ADHD fits within this framework but is unique in having highly effective, evidence-based medical treatments.
The neurodiversity lens helps people recognise strengths often associated with ADHD — creativity, energy, enthusiasm, rapid problem-solving. However, overemphasising acceptance without treatment can unintentionally minimise the importance of assessment when symptoms are significantly impairing.
Acceptance and treatment are not opposites. Both are essential.
3. ADHD as a Mental Illness
There is no single agreed definition of mental illness. Traditionally, the term described disorders of mood, thought, and perception — such as depression, anxiety disorders, bipolar disorder, and schizophrenia — particularly where there were no clear structural brain changes.
This logic was never applied consistently. Dementia, for example, has clear brain pathology yet has always been classified as a mental illness within mental health legislation.
ADHD was initially viewed as a childhood condition. Even as adult ADHD became recognised, it was often framed as a cognitive or behavioural issue rather than a mental illness. Neurologists did not take ownership because ADHD does not produce obvious focal neurological signs. Adult psychiatrists and mental health teams also historically did not recognise or accept ADHD as part of mainstream mental illness.
As a result, ADHD existed in a “no man’s land” between specialties for many years — a key reason for its under-recognition in adults.
We now understand that emotional dysregulation and sleep disturbance are core features of ADHD, and that ADHD affects multiple mental domains, including attention, emotions, behaviour, memory, and decision-making. On this basis, ADHD clearly meets reasonable definitions of a mental illness and logically belongs within mental health services — even if service structures have not fully caught up.
Clinically, ADHD is defined by 18 symptoms, but these are best understood as part of a broader regulation difficulty.
ADHD affects five interacting domains:
- executive function,
- attention and cognition,
- emotional regulation,
- motivation and reward,
- behaviour and impulse control.
All of these are coordinated by the prefrontal cortex, which acts as the brain’s regulator. In ADHD, dopamine signalling fluctuates unpredictably. The result is not a lack of ability, but unreliable access to ability.
This explains everyday experiences such as:
- “Some days I can do everything, and other days nothing.”
- “I know what to do, but I can’t make myself start.”
- “I care deeply, but my brain won’t engage.”
In ADHD, internal systems often fail to synchronise.
People may experience:
- good mood but very low energy,
- anxiety before a social event, excitement during it, and a sharp crash afterwards,
- mental overstimulation with physical exhaustion,
- strong intentions but overwhelm the moment a task begins.
People often say:
- “My mind and body are on different settings.”

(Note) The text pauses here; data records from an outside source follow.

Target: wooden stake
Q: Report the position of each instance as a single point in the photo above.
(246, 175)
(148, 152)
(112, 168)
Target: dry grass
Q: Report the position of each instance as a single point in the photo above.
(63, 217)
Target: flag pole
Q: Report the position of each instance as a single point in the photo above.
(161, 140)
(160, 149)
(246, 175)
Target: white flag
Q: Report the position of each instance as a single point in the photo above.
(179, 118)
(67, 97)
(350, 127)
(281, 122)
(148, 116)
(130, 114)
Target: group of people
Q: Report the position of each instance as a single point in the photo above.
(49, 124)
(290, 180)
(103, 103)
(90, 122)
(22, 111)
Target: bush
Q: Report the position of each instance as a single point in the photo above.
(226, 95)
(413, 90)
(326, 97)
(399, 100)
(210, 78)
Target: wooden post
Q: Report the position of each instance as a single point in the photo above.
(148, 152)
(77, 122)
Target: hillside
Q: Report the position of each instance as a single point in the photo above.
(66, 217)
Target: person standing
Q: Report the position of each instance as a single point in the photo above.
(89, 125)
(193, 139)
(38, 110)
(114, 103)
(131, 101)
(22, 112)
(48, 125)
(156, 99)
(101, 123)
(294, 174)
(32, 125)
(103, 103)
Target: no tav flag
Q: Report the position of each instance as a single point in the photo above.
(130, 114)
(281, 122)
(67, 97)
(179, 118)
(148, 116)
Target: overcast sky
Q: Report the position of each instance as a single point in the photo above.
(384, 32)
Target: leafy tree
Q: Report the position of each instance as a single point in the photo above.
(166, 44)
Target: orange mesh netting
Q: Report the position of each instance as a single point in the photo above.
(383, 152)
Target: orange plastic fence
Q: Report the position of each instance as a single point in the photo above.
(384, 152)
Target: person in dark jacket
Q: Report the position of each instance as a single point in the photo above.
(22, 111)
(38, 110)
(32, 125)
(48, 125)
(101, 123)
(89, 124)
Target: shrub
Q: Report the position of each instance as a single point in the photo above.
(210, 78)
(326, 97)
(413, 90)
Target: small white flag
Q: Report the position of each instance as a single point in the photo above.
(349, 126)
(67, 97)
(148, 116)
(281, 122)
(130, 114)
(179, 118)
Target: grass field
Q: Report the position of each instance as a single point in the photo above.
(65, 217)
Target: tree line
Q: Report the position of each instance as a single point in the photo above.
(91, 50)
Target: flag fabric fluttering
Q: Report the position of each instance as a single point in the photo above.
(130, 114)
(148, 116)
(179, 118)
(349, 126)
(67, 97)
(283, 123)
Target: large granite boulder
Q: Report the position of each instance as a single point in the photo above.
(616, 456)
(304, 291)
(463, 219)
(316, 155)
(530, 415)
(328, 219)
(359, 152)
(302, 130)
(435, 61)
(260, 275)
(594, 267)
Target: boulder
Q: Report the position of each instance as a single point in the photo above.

- “I’m excited and bored at the same time.”
- “I want to do it, but I can’t access the energy.”
These are biological regulation patterns, not personality flaws.
Because mood, motivation, anxiety, energy, and focus can shift independently and often to extremes, many people describe living in separate internal “bubbles” — excitement, worry, hyperfocus, boredom, shutdown — with little time spent in a balanced middle state.
Inside each bubble, it can feel hard to emotionally remember the others. Over time, this can lead to:
- a fragmented sense of identity,
- inner emptiness,
- imposter syndrome — feeling capable in some moments and fraudulent in others.
This is not dissociation. It reflects the ADHD brain rapidly flipping between regulatory states.
Effective treatment helps the regulator work more consistently.
Rather than flattening emotion or personality, treatment:
- reduces extremes,
- improves transitions between states,
- increases time spent in a regulated middle ground,
- aligns emotion, motivation, energy, and focus.
The goal is not to change who someone is — but to allow who they are to show up consistently.